Eindelijk heeft Wiebes zijn gedachte over waar het naar toe moet met het pensioen in eigen beheer gegeven en in een brief aan de Tweede Kamer gezonden.
Dividendklem: hoger commerciële waarde
Al geruime tijd loopt ongeveer 35% van DGA-Nederland tegen het probleem aan dat geen dividend kan worden uitgekeerd. De zogenaamde dividendklem. Degene die onder de 35% vallen die weten waar het over gaat. Indien u daar niet onder valt en u bent DGA…blijf er vandaan.

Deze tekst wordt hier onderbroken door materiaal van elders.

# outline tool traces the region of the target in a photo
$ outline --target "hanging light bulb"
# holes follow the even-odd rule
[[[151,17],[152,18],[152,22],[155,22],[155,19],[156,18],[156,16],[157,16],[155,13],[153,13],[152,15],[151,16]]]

De dividendklem houdt in dat vanwege een hogere commerciële waarde van de pensioenvoorziening ten belope van het verschil met de fiscale waarde in ieder geval geen dividend kan worden uitgekeerd, althans zo vindt de belastingdienst. In de praktijk betekent dit dat een DGA dan totaal geen dividend kan uitkeren uit zijn BV. De DGA kiest in de meeste situaties eieren voor zijn geld. Een verloren procedure kost 72% over de commerciële waarde van de pensioenvoorziening.
Om bovenstaand probleem op te lossen, heeft Wiebes nu een brief aan de Tweede Kamer gezonden met twee mogelijke systemen van het pensioen in eigen beheer: de oudedagsbestemmingsreserve of oudedagssparen.
Oudedagsbestemmingsreserve
Op grote hoofdlijn. Hier gaat het om “slechts” een reserve. Dus nog geen juridisch afdwingbare verplichting. De BV kan doteren aan deze reserve. Deze dotatie vermindert de winst. Aan de dotatie komt ook weer een maximum. Nog niet zeker is hoeveel dit maximum gaat worden. Ik vermoed dat er met Prinsjesdag meer duidelijkheid over komt. Met het gespaarde kapitaal kan bij pensioengerechtigde leeftijd ofwel een lijfrente (inclusief lijfrentespaarrekening en lijfrentebeleggingsrecht) worden gekocht. Ook is het mogelijk vanuit de BV gelijkmatige uitkeringen te doen in een periode van in beginsel 20 jaar.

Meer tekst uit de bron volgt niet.